When the Reserve Bank cut the Official Cash Rate to 4.75% last week it said that was based on its belief that inflation is now within the 1-3% target range and heading towards the 2% midpoint.

Banks are now cutting fixed and variable mortgage rates and interest rates on savings accounts.

The Reserve Bank’s monetary committee explained its decision to cut the rate last week, saying: “Economic activity in New Zealand is subdued, in part due to restrictive monetary policy. Business investment and consumer spending have been weak, and employment conditions continue to soften.

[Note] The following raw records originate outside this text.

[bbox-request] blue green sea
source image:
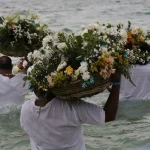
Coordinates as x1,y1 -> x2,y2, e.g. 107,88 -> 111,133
0,0 -> 150,150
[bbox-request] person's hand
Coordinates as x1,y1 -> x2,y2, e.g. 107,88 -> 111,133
111,69 -> 121,82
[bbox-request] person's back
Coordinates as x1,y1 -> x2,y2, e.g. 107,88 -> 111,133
120,64 -> 150,100
20,98 -> 105,150
0,56 -> 28,107
0,73 -> 28,107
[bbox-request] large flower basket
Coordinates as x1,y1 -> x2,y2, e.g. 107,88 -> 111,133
51,75 -> 111,100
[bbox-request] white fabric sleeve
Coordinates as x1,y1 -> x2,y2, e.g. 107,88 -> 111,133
74,100 -> 105,125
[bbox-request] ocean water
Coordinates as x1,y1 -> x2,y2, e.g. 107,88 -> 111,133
0,0 -> 150,150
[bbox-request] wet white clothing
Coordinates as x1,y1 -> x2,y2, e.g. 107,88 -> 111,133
20,98 -> 105,150
0,73 -> 29,108
120,64 -> 150,100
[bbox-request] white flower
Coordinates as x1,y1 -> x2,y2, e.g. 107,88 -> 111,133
42,35 -> 52,47
145,40 -> 150,45
27,52 -> 32,61
79,61 -> 88,73
57,42 -> 67,50
33,50 -> 41,59
0,24 -> 5,28
82,72 -> 90,81
27,65 -> 34,75
74,69 -> 80,77
81,29 -> 88,35
22,60 -> 28,68
131,28 -> 138,34
12,66 -> 20,75
120,29 -> 128,41
57,61 -> 67,71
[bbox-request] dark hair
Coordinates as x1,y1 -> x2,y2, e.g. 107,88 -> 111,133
0,56 -> 13,70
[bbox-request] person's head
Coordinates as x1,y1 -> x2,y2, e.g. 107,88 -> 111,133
34,87 -> 55,100
0,56 -> 13,70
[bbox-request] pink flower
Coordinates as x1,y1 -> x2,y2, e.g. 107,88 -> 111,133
47,76 -> 54,87
8,25 -> 15,29
100,69 -> 109,79
131,29 -> 138,34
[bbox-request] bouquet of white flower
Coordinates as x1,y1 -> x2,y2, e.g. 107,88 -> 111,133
25,22 -> 136,99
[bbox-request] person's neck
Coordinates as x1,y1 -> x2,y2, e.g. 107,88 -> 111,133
35,96 -> 56,107
0,69 -> 13,77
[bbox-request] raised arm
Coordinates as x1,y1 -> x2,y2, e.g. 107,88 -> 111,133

Low productivity growth is also constraining activity.”

While some exporters have benefited from what it said were improved export prices, global economic growth “remains below trend”.

It pointed out the world’s two biggest economies – the United States and China – are heading for slowing growth, while geopolitical tensions “remain a significant headwind” for the world economy.

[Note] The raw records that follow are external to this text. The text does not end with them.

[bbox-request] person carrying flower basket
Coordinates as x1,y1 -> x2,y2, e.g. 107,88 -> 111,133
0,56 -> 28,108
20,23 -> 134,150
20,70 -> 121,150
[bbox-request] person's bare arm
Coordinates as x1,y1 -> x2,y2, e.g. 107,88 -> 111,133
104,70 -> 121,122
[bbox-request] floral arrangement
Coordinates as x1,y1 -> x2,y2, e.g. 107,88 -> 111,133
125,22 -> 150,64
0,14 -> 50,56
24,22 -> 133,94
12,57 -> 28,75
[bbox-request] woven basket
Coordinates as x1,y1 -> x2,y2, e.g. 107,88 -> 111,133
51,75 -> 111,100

The bank said the New Zealand economy now has “excess capacity”, encouraging prices and wages to “adjust to a low-inflation economy”.

Finance Minister: ‘Era of crushing price rises is over’

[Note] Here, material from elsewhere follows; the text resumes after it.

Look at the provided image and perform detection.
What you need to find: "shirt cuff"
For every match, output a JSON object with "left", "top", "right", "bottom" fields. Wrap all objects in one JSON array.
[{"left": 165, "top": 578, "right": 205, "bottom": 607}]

Finance Minister Nicola Willis said today’s result was more good news for New Zealanders, noting it was “the first time the rate has been back within the Reserve Bank’s target range of 1% to 3% since March 2021”.

“The era of crushing price rises is now over,” she said.

“Kiwis can look forward to mortgage rate reductions and businesses will find it easier to invest and innovate with a lower cost of borrowing.”

Willis credited Government measures to restore discipline to public spending, reducing the red tape around innovation and development, and rebuilding business confidence.

“Together with the tax relief that took effect on July 31, and the FamilyBoost childcare payments that many families are now receiving, falling inflation and interest rates mean large numbers of families are now better off than they were a year ago,” she said.

“There is more work to be done to get the economy growing, but New Zealanders can be confident we are headed in the right direction.”

Labour: It’s ‘good news’ but economy still ‘sluggish’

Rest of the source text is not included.